Cons: Alexa listening in on private conversations, 1984, Gattaca, HAL 2000, Irobot, Minority Report, Skynet.
As a field of study, big data falls under the category of machine learning. It's a subset of artificial intelligence. For most of history we have been forced to work with small data sets because our tools for capturing, storing, and analyzing were so limited. We trained our minds to seek causation and conducted experiments that relied on manipulating one variable at a time. Because of these limitations, we also became fixated on making sure that what we took the time to record was accurate.
We are now capturing more data than in all of recorded history. Storing it is easy and cheap. Analysis still takes some skill and talent but those field are growing as well. Data collected now has not only a primary use but also secondary and tertiary uses.

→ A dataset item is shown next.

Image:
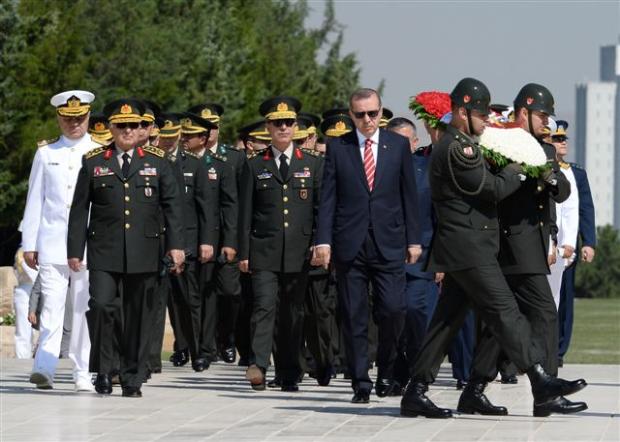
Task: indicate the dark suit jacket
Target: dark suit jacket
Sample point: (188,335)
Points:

With big data we look for correlations instead of causation and forgo explanation of the anomalies.
Where does this leave us? Well, Walmart knows that people facing a hurricane will buy all of the strawberry Poptarts they can carry and Target knows a woman is likely to be pregnant if she's buying unscented lotions. It's all about the ability to predict. Or to spot irregular patterns (in the case of credit card fraud).
Ric Edelman says the war for personal privacy has already been lost. Martin Lindstrom in Buyology showed how marketers are now using our own brain waves and senses against us. Behaviorism and Economics are joining forces to gain a deeper understanding of why we make certain choices. I don't buy the authors's arguments against causation, exactitude, and expertise. Smart people too often get tricked into entrenching themselves in these nature vs nurture type arguments when most of the rest of the world knows that both things have their place and can work together. There's no reason big data and efforts to understand causation can't work together. And I want the engineer who builds my car to be exact. I don't know what the future holds but we are at a point where it would be wise to be careful and intentional. Sci-Fi writers have been sounding the alarm on these subjects for some time. And while I do love my Amazon Prime membership, I'm not sure that it's worth living under the Ministry of Truth.